Student perception surveys: Supporting teachers to act on student feedback

Earlier this year, we brought you details of new Australian research which revealed teachers rarely act on data received from student perception surveys because they don’t have the support to be able to do so, and because the quantity of feedback can be overwhelming.

At Alawa Primary School in the Northern Territory, a culture has been built where the feedback that is provided in student perception surveys is prioritised by staff, and students know and understand the value of their feedback that is collected twice a year.

It all started a few years ago when staff identified some gaps in the standard government student perception surveys that were being completed in Years 5 and 6 at the school. ‘We didn't feel it had that real focus on teaching and learning which we were trying to promote,’ Principal Sandy Cartwright shares with Teacher.

Staff also believed the school’s younger students were capable of providing valuable feedback. ‘We looked at different surveys that were out there for students and then we basically made our own up for the first two years using Survey Monkey,’ Cartwright explains. ‘We specifically asked about things we were doing at our school about learning intentions, success criteria, our school farm, etcetera.

‘We wanted to be very specific, because [in the past] when I shared data back with the children, they said, “we don't take it seriously, nothing happens from it”. So what we felt was, we needed to make the questions more relevant to them so they can see that immediate flow on from their feedback.’

Targeted feedback collection

After using their own survey for two years, Cartwright came across the Pivot student perception survey which suited their needs well. They now roll this out for all students in May and again in October.

Timing is an important consideration to make, she says, as the surveys instruct students to base their responses on the class they are in at that time. Because of this, conducting surveys in the same week as standardised assessment tasks, for example, may impact on the feedback students choose to provide.

As well as being really specific with the questions you include in your student perception surveys, it’s also important to not ask too many questions or survey students too much, Cartwright reflects. ‘There's no point collecting data upon data unless you do something with it … You can do things in different ways, but you've got to know what you're trying to achieve from it. I think once you go down that path for your staff … the doors open … and you can open up to the kids being really key stakeholders and partners in their learning, rather than just these passive receptacles that we give information to.’

Supporting staff to act on feedback

Students being able to clearly see the impact of the feedback they’re providing is an important element to this process. And, after conducting surveys, targeting the feedback you will act on as a teacher and staff group is crucial.

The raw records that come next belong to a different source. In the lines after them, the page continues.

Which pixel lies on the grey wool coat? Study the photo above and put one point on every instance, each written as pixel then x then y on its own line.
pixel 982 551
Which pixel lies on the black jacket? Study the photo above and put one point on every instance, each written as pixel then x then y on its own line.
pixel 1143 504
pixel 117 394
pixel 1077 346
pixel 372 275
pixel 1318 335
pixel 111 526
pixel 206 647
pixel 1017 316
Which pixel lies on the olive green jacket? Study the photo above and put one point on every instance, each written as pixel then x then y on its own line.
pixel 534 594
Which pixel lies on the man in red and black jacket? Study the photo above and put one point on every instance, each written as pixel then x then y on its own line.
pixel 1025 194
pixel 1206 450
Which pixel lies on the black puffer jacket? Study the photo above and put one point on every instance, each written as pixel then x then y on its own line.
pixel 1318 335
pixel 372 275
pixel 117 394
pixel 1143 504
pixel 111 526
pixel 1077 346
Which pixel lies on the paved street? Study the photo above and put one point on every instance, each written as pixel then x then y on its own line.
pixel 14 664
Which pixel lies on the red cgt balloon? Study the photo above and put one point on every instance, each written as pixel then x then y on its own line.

At Alawa Primary School, a first step is to make time for teachers to present the feedback to their classroom so they can decide together what can be celebrated and what can be addressed as something to take action on.

A particularly useful part of the Pivot survey resources for staff at the school are the insights that are provided. For instance, staff are able to see main areas that were mentioned in the surveys. Classroom teachers are then able to access resources to unpack these areas, which empowers them to take action straight away.

‘We also then developed a bit of a template that teachers have to do their own reflection on [which includes]: this is what the feedback was; these are my celebrations; these are the things that have come out as areas that concern; and, what am I going do about it?

‘I then look at that reflection they’ve done as part of the performance development when they meet with myself or the Assistant Principal. So it's a whole cycle, it’s not just you do it and forget it.’

On the occasion that a teacher might not understand or think the feedback they’ve been given by students is true, Cartwright will unpack these elements with them. ‘But it's not just a deficit model,’ she shares. ‘We look at these great celebrations and, because of the way the Pivot resources are linked, this is what you could do. Then they feel they've got some paths to go forward.’

As a school leader, reflect on the processes you currently have in place to collect and act on student feedback.

Are students aware of how the feedback they’re providing is being utilised? Are they involved in the decision-making process of how their feedback is being acted on?

Do you believe staff are adequately supported to be able to act on student feedback? What are some areas of improvement for this?